Subsequently, the relaunch of "Zeitschrift der Gesellschaft für Erdkunde zu Berlin" was pursued from Berlin and the publication was finally resumed in 1949 under the title "DIE ERDE, Zeitschrift der Gesellschaft für Erdkunde zu Berlin". However, since preparations for the new journal were already well advanced in Bonn, the plan was pursued and the first issue of the journal "Erdkunde Archiv für Wissenschaftliche Geographie" was published in 1947. The title of the journal emerged from the original plan to continue the "Zeitschrift der Gesellschaft für Erdkunde zu Berlin". The abbreviated form "Erdkunde" resulted from the fact that the licensing regulations initially did not permit designations such as "Zeitschrift", "Gesellschaft" and "Berlin". When it became clear that a continuation of the "Zeitschrift der Gesellschaft für Erdkunde zu Berlin" was intended, the subtitle "Archiv für Wissenschaftliche Geographie" was added for the purpose of clear identification. In the following years, the newly founded journal underwent a quite changeful development, as was well documented in a review of its 50-year history by Hans Böhm and Eckart Ehlers. His successors also felt committed to the claim already pursued by Carl Troll to develop the journal from a voice of German geography to an organ of international geography. In line with this, it was finally decided in 2007 to publish the papers in English, thus opening the journal more clearly to an international reader- and authorship. Since 2008, the journal has been published under the English title "Erdkunde – Archive for Scientific Geography". In 2010/2011, the archive of Erdkunde has been digitized and all content is now accessible for free. At the beginning of 2021, the copyrights and licensing regulations were adjusted and all content is now published under the creative commons BY license.

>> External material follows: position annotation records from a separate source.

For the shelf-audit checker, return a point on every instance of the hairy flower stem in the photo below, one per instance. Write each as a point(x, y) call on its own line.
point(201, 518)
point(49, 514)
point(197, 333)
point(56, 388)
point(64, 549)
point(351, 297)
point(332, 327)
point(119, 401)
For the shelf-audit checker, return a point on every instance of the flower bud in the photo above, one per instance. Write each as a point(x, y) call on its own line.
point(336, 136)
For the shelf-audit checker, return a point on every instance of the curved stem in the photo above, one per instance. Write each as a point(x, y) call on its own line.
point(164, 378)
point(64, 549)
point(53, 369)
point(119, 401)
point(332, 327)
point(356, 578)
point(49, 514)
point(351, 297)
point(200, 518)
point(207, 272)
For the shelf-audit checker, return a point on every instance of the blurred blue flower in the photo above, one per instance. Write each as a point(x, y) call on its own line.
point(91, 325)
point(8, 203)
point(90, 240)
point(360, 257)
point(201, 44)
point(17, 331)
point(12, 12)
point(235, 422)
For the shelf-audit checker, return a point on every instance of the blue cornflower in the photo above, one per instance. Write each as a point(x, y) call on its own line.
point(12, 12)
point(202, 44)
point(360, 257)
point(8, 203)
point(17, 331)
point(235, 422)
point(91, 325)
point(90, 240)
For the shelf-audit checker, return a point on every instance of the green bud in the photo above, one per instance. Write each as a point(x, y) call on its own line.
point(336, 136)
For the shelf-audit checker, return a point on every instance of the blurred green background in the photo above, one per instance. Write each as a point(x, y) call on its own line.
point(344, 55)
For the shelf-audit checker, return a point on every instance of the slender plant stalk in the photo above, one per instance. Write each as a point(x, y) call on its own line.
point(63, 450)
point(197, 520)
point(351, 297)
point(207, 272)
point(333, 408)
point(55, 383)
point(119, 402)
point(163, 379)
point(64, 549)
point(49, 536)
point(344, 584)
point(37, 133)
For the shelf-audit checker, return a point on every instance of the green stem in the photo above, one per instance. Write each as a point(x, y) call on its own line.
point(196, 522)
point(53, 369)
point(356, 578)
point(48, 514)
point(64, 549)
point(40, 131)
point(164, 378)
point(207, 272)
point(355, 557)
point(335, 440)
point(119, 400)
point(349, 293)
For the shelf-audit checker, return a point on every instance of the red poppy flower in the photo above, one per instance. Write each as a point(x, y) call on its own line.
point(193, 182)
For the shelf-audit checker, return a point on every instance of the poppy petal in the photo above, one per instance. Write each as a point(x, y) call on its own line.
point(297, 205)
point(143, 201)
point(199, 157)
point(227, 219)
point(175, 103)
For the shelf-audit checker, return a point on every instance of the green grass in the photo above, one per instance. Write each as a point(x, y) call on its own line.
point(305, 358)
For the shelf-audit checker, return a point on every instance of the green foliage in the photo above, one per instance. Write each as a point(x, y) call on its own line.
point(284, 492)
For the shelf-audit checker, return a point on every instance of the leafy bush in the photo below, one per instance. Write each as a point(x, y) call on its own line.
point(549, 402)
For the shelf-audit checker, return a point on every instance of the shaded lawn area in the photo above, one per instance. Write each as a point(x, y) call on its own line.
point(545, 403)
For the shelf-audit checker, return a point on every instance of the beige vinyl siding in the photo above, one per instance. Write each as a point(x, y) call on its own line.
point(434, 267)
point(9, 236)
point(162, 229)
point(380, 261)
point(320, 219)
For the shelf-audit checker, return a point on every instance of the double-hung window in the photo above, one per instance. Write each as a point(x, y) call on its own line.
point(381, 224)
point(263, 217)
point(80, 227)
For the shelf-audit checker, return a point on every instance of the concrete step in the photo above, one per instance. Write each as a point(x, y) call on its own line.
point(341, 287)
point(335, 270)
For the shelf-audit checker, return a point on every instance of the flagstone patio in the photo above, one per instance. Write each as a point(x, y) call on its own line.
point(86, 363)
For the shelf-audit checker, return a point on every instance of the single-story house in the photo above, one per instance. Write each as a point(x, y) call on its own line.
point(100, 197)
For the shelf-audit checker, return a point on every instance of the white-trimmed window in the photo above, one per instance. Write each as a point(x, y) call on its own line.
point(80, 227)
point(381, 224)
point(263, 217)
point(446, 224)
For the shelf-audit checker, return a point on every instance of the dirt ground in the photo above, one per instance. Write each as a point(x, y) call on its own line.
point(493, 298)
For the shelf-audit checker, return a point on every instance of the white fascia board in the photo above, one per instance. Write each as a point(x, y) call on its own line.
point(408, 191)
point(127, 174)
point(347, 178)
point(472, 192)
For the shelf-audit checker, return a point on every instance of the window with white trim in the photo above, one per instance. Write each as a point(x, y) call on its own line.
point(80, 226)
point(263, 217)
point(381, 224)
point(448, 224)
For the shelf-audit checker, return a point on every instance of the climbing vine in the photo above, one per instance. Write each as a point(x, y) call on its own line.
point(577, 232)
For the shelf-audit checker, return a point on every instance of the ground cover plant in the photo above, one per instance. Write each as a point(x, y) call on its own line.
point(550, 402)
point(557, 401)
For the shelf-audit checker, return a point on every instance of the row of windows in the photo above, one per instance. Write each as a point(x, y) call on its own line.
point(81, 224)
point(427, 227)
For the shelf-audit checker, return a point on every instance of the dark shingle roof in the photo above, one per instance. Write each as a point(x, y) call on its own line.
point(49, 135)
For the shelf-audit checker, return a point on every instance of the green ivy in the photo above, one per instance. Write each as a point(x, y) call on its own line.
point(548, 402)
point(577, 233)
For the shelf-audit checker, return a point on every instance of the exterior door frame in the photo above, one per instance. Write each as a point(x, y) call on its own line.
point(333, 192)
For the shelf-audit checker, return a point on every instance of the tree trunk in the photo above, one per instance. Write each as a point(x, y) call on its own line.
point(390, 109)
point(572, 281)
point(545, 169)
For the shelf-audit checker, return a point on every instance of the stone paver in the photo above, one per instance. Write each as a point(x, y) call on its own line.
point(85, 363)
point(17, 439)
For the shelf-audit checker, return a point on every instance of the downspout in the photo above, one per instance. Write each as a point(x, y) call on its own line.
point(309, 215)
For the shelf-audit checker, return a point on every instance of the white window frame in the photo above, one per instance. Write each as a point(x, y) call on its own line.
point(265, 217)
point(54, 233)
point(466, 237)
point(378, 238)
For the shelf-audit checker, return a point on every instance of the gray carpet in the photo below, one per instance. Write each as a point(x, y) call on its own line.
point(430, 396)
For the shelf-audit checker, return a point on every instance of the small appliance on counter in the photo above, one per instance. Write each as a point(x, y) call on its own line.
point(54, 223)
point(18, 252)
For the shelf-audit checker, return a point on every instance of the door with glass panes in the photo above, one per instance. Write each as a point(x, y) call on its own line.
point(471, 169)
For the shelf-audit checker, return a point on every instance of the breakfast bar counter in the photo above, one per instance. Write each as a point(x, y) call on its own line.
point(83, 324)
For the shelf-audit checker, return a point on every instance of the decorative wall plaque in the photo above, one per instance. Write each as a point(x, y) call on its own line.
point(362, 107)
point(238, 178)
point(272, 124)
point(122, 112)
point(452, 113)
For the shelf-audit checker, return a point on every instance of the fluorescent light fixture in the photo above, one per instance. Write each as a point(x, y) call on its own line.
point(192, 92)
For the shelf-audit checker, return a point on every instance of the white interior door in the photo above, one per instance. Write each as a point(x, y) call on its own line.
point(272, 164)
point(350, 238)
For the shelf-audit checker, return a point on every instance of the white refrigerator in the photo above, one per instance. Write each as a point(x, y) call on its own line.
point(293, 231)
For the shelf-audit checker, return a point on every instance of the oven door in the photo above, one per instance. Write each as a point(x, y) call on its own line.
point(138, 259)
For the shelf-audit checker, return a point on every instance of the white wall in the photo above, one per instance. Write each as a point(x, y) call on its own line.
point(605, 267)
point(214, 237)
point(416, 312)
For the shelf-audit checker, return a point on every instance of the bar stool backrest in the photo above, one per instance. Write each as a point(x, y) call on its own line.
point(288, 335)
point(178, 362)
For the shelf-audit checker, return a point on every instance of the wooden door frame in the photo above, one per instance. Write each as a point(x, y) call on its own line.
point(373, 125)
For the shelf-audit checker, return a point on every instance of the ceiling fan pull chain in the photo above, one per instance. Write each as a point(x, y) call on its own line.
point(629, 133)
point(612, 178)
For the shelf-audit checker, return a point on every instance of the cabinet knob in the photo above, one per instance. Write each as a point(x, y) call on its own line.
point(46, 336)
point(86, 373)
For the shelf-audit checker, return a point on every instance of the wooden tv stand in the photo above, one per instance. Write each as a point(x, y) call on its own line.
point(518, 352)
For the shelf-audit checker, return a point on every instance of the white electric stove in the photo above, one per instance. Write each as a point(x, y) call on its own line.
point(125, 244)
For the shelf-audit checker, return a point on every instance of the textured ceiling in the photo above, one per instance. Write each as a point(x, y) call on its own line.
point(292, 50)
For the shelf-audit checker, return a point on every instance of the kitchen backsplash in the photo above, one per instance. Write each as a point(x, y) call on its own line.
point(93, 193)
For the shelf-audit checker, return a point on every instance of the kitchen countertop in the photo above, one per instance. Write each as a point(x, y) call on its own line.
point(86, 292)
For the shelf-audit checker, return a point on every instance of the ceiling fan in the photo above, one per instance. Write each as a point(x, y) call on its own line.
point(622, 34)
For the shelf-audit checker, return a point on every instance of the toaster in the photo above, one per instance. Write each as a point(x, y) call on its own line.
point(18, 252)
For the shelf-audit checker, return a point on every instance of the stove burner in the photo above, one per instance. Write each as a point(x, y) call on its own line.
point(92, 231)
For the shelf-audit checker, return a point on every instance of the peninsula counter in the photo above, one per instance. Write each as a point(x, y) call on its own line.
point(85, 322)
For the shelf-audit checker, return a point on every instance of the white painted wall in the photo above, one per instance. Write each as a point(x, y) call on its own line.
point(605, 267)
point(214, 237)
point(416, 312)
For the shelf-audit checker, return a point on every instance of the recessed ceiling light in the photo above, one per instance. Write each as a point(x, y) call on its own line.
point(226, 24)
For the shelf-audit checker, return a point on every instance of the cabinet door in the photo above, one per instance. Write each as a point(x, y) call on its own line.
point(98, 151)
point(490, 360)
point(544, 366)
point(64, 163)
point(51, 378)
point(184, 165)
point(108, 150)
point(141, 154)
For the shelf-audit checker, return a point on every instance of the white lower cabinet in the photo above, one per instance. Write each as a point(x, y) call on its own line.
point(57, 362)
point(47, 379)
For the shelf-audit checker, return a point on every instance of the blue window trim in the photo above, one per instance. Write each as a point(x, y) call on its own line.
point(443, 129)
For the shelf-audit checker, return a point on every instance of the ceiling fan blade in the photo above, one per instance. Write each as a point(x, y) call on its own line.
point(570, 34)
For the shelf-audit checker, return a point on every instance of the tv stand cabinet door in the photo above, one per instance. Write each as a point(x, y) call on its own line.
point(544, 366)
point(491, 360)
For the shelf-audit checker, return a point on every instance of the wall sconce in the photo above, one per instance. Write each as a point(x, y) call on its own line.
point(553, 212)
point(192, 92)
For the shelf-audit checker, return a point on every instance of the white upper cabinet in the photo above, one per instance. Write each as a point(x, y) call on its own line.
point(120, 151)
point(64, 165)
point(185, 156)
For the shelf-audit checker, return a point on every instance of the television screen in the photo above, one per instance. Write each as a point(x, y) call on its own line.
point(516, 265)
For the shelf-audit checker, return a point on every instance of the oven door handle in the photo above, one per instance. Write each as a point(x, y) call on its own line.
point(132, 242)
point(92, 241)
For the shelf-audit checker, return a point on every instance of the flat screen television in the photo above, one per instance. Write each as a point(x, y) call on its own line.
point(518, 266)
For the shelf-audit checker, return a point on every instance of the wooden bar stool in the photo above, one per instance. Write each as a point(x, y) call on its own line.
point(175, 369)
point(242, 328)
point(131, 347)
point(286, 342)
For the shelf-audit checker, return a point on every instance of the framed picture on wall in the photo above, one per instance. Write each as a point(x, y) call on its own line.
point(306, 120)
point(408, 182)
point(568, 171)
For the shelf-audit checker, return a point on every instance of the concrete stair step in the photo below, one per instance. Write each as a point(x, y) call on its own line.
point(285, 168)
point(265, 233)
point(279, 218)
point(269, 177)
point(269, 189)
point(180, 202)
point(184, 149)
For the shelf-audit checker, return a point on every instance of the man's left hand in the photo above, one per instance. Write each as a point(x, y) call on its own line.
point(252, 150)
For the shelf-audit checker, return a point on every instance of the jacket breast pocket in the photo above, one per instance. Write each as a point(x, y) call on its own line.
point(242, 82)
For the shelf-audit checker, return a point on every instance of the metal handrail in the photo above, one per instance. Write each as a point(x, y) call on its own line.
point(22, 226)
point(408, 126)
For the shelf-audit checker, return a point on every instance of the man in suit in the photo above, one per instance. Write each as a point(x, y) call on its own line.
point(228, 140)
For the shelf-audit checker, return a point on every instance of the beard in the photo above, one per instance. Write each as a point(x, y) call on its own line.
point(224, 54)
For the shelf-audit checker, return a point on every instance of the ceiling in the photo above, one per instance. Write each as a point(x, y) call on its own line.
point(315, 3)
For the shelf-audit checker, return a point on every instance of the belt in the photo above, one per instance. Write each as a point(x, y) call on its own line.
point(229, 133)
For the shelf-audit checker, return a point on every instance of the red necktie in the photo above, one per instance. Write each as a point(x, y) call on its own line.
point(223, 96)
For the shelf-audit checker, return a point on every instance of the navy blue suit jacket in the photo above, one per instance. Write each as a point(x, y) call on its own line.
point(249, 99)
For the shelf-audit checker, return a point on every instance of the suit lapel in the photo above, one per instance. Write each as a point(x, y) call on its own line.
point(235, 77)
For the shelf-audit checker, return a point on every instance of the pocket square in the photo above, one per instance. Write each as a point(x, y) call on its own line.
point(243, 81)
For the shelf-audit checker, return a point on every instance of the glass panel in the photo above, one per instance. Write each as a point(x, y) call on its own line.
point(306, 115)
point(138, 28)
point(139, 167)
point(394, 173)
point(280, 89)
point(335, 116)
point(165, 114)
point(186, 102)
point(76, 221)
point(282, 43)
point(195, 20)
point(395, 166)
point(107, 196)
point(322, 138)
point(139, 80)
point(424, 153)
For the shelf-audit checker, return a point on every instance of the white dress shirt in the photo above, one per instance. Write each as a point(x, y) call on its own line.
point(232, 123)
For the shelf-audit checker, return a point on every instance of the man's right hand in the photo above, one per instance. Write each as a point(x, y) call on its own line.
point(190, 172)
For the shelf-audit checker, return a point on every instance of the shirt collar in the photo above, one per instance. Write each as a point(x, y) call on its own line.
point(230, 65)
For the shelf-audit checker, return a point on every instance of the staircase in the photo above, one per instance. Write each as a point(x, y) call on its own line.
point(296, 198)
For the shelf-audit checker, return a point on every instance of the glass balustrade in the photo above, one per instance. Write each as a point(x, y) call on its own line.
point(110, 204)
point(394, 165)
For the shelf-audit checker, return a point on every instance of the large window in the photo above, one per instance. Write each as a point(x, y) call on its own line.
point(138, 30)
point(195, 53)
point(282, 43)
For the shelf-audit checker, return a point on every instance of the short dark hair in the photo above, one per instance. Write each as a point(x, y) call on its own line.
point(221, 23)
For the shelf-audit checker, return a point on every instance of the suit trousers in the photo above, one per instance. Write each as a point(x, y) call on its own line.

==Abstracting and indexing==
The journal is abstracted and indexed by the Science Citation Index Expanded, Social Sciences Citation Index, Current Contents/Physical, Chemical & Earth Sciences, Current Contents/Social and Behavioral Sciences, and Scopus. According to the Journal Citation Reports, the journal has a 2020 impact factor of 2.184.

== Articles ==
Most cited articles since 2005:
- Markus Keck und Patrick Sakdapolrak: "What is social resilience? Lessons learned and ways forward." In: "Erdkunde – Archive for Scientific Geography" 67, 2013, S. 5–19.
- Christian Körner: "Climatic treelines: Conventions, global patterns, causes" In: "Erdkunde – Archive for Scientific Geography" 61, 2007, S. 316–324.
- Wilhelm Barthlott, Alexandra Hostert, Gerold Kier, Wolfgang Koper, Holger Kreft, Jens Mutke, M. Daud Rafiqpoor und Jan Henning Sommer: "Geographic patterns of vascular plant diversity at continental to global scales" In: "Erdkunde – Archive for Scientific Geography" 61, 2007, S. 305–315.
- Martin Kehl: "Quaternary climate change in Iran – the state of knowledge" In "Erdkunde – Archive for Scientific Geography" 63, 2009, S. 1–17.
- Leo J. de Haan: "The livelihood approach: a critical exploration" In "Erdkunde - Archive for Scientific Geography" 66, 2012, S. 345–357.
- Joachim Scheiner: "Mobility biographies: elements of a biographical theory of travel demand" In "Erdkunde – Archive for Scientific Geography" 61, 2007, S. 161–173.